Our family gardens have been in a deep mulch garden system for decades, patterned after Ruth Stout’s “No Work Garden” method. There's a thick layer of mulch between the rows; the mulch covers the soil in a 4-6 inch thick mat. This mulch system has lots of advantages for soil quality.
This is a perfect environment for feeding soil microbes and earthworms, leaving them to do their soil building work undisturbed. Mulch also dramatically increases the amount of rainwater absorbed by the soil, reducing runoff and erosion. And it prevents that moisture from evaporating away in the event of drought, like the one we're currently experiencing! To top it off-- mulch systems offer the user-friendly benefit of helping to control weeds!
A "No-Till" Approach
The advantage of a deep mulch garden system is the reduced need for tillage to control weeds, prepare the seedbed, or incorporate organic matter and soil amendments. Tillage encourages the sprouting of weeds and works oxygen into the soil. That results in the breakdown of organic matter and the release of nutrients, reducing soil fertility. Tillage also dries out the soil, can result in compaction, and breaks up the soil aggregates, encouraging erosion. The only tillage needed in a deep mulch garden system is a hoe to loosen the soil in the row to be planted.
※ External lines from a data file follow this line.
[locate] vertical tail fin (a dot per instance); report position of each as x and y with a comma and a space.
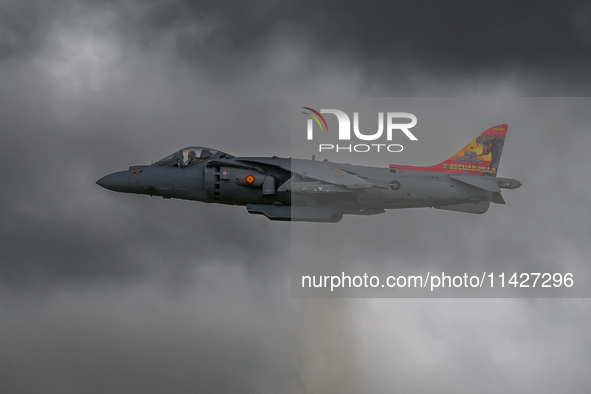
480, 157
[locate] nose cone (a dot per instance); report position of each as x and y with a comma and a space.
117, 181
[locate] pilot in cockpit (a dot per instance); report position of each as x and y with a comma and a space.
205, 154
192, 157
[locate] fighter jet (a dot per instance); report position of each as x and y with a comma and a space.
322, 191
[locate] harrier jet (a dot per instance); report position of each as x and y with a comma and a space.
323, 191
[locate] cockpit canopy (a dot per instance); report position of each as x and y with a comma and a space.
188, 156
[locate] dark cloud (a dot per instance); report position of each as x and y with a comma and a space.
109, 292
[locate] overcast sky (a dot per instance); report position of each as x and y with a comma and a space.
106, 292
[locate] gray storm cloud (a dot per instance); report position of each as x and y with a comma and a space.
107, 292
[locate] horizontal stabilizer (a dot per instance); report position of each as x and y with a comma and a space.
483, 183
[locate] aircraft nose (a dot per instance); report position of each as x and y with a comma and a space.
117, 181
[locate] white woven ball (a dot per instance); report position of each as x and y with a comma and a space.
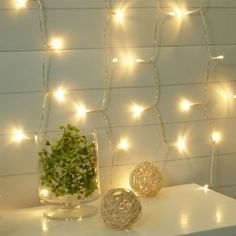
120, 208
146, 180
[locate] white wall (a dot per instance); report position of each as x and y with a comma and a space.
81, 68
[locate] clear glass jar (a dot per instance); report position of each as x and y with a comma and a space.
68, 174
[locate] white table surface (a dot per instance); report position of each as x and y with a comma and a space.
179, 210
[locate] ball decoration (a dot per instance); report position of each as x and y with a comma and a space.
146, 179
120, 208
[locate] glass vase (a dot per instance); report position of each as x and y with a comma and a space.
68, 174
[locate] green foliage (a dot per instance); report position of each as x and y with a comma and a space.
68, 166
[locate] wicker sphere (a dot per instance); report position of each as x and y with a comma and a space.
120, 208
146, 180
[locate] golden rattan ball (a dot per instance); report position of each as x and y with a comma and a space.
146, 179
120, 208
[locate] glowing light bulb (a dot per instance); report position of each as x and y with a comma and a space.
123, 144
206, 188
219, 215
81, 111
184, 221
115, 60
43, 193
220, 57
119, 15
137, 111
138, 60
56, 44
185, 105
181, 144
215, 137
44, 225
178, 13
60, 94
18, 136
21, 3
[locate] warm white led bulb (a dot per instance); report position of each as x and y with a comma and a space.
21, 3
138, 60
181, 144
123, 144
81, 111
56, 44
206, 188
60, 94
43, 192
115, 60
220, 57
44, 225
178, 13
18, 136
137, 111
215, 137
185, 105
119, 15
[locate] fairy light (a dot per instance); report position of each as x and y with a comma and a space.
56, 44
185, 105
220, 57
81, 111
205, 188
21, 3
59, 94
44, 225
181, 144
178, 13
18, 136
123, 144
43, 193
219, 215
115, 60
137, 110
216, 137
119, 15
139, 60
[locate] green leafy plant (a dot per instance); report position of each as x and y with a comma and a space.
68, 166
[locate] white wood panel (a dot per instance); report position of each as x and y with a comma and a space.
4, 4
17, 158
73, 68
175, 172
22, 110
18, 192
228, 190
90, 35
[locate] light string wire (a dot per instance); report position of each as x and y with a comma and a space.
157, 78
107, 83
45, 76
205, 94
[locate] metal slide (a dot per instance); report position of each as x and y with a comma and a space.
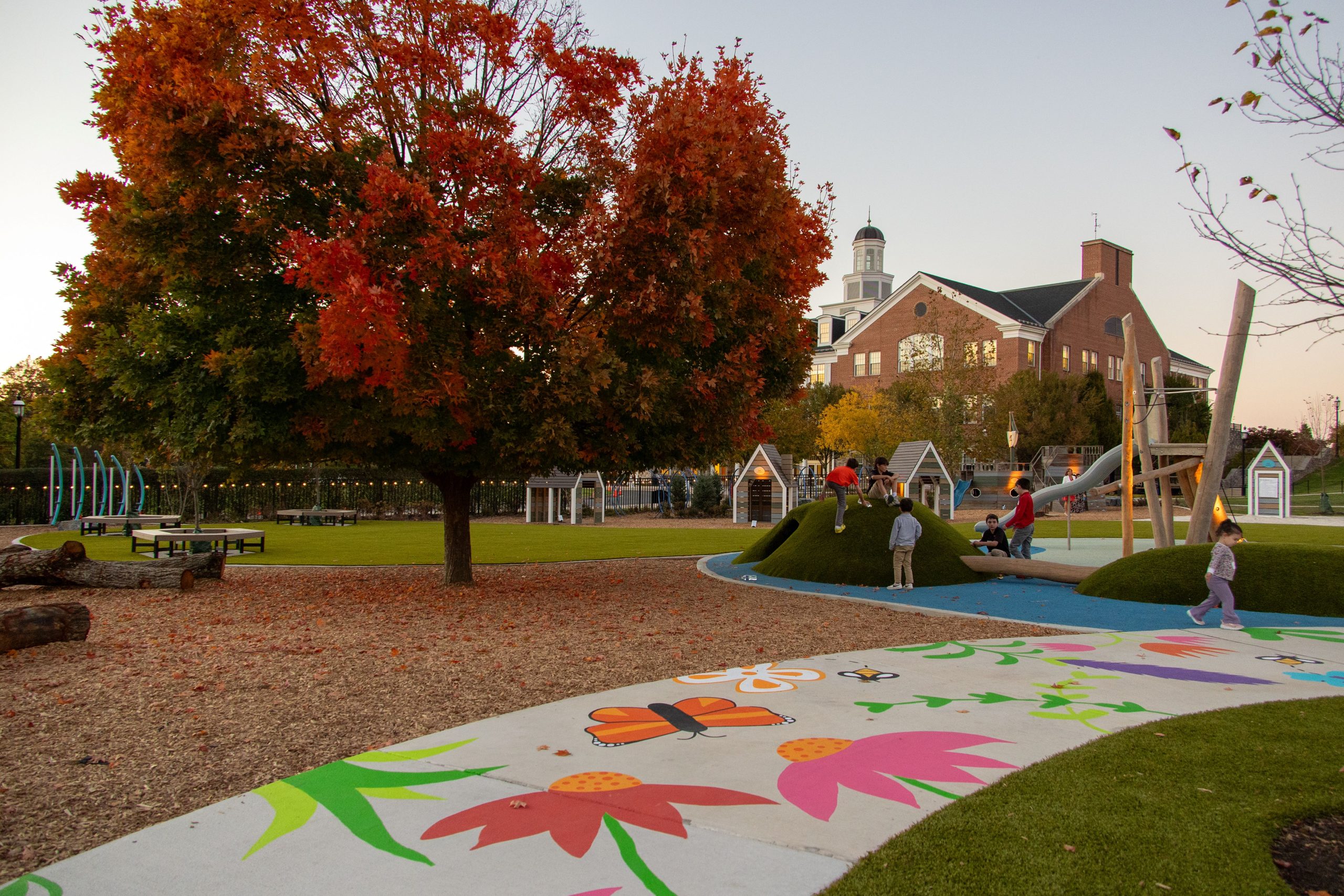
1089, 479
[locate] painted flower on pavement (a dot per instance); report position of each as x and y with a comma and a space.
764, 678
1183, 649
879, 766
574, 809
1334, 679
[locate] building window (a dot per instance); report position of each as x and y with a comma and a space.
920, 352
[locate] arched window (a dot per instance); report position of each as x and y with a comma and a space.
920, 352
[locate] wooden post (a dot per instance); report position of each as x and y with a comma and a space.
1159, 430
1221, 429
1146, 453
1127, 455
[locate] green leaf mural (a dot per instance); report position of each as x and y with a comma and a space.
344, 790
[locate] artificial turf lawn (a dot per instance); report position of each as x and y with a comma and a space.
1054, 529
1270, 578
804, 546
1194, 810
375, 543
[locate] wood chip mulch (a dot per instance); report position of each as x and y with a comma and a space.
182, 699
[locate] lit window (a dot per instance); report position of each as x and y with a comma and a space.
921, 352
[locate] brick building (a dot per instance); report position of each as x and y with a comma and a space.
1072, 327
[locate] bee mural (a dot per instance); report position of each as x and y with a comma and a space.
1287, 660
869, 675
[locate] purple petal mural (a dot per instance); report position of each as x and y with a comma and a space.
1168, 672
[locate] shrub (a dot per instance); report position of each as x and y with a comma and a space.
707, 493
1270, 578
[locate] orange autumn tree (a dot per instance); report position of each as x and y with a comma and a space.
546, 262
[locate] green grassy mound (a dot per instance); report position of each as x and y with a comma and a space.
1191, 812
804, 546
1270, 578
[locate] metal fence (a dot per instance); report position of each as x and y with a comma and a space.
374, 495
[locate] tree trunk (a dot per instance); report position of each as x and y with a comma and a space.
70, 566
457, 534
32, 626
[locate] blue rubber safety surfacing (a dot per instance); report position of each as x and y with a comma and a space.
1022, 599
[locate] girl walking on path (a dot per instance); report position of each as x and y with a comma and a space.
1222, 568
839, 481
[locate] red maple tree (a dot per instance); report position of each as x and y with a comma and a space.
530, 256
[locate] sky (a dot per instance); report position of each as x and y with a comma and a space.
983, 135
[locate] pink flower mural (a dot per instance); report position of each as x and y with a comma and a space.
879, 766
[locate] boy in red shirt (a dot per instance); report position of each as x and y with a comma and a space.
839, 480
1023, 522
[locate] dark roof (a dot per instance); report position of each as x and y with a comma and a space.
1189, 361
1028, 305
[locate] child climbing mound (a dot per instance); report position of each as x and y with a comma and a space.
1222, 568
905, 532
839, 481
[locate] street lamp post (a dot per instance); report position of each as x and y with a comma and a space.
18, 407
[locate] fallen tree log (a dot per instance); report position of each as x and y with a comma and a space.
1033, 568
32, 626
70, 566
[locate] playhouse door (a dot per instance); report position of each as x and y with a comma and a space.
759, 500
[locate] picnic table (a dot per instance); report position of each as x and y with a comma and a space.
320, 516
241, 539
99, 524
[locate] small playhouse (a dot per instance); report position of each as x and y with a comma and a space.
1270, 487
550, 499
921, 476
764, 489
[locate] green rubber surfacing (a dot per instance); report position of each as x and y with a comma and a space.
804, 546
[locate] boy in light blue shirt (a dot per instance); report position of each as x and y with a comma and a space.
905, 532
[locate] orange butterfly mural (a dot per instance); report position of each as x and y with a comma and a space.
620, 726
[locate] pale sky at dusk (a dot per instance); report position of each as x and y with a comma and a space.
983, 133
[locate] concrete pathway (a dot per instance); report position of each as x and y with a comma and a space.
1046, 604
764, 781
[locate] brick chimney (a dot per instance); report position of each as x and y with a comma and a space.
1115, 263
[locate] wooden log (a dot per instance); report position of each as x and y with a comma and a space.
1034, 568
1221, 428
69, 566
44, 624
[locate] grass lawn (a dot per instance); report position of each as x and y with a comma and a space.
1054, 529
1270, 578
374, 543
1194, 810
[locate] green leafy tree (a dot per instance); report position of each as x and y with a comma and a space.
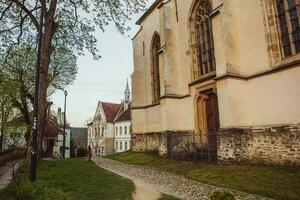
67, 23
17, 82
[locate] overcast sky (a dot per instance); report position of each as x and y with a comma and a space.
103, 79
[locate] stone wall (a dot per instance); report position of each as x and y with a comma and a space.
173, 144
274, 145
150, 142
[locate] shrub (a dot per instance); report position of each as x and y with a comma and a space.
222, 195
81, 152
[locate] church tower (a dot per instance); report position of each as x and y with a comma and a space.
127, 93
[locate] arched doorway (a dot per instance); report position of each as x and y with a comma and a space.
208, 112
208, 124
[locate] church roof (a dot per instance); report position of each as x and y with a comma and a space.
110, 110
123, 116
148, 11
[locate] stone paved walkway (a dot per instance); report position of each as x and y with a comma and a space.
6, 173
168, 183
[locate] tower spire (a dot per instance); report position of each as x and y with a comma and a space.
127, 92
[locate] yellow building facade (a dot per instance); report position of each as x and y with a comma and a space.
229, 68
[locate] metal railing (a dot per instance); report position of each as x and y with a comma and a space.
193, 146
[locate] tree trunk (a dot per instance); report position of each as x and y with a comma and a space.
1, 141
46, 51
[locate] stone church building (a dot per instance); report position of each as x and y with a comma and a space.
225, 68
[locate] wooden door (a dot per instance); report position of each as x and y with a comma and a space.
212, 113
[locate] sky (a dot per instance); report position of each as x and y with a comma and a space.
103, 79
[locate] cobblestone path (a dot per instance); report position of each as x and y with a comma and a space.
168, 183
7, 171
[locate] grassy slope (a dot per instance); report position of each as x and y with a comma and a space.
69, 179
271, 181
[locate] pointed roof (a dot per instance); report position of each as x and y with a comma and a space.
110, 110
124, 116
127, 90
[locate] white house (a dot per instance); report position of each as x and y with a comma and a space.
103, 136
58, 146
123, 125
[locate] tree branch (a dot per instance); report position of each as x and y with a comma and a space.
6, 9
28, 12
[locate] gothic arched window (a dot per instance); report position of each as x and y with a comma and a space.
201, 41
204, 38
287, 13
155, 78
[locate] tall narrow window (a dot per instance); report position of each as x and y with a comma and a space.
204, 37
155, 68
288, 12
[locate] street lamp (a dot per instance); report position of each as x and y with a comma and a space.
64, 132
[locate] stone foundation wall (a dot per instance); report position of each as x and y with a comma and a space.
150, 142
161, 143
275, 145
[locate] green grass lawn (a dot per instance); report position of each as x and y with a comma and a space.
278, 182
70, 179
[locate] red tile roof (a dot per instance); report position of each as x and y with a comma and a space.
110, 110
51, 127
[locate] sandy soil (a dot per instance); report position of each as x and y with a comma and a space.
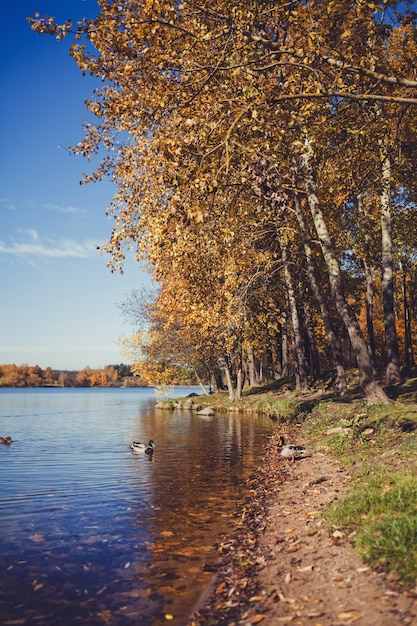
284, 566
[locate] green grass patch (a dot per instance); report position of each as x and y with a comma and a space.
382, 510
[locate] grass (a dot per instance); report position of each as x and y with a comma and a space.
382, 512
377, 444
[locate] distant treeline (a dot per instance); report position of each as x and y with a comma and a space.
12, 375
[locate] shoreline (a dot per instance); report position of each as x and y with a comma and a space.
282, 564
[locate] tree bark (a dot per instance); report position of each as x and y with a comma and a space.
370, 292
408, 343
393, 374
299, 347
373, 392
318, 295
I am often asked what we do to “put the garden to bed in the fall”. My answer is, “We close the garden gate and walk away!”
Winter’s snow blanket has been thrown back and spring is waking up! The ground is warming up and we are ready for a little spring cleaning.
One of the cardinal rules of our deep mulch system is we never removed any of the old growth. It just adds more mulch. If you have a healthy system with healthy soil microbes, and a good ecological balance, there is no need to remove anything.
Our main task in preparing for a new growing season is to mow whatever is left standing after the winter snows did their worst. For this task we use a DR Field and Brush mower, which takes care of corn stalks and all! We mow both gardens, the flower beds, and the asparagus patch.
After that is done, the garden is ready! A day or two before a new row is to be planted, we move the mulch aside to ‘open’ the row to the sun’s warmth. Then when we are ready to plant, the only ‘tillage’ we employ is a hoe to work the ground to plant.
That’s it! The mulch is there to control weeds, keep the sun’s rays from baking the soil, conserve the moisture, and feed the earthworms and soil microbes, as they wake up to help us begin the cycle anew!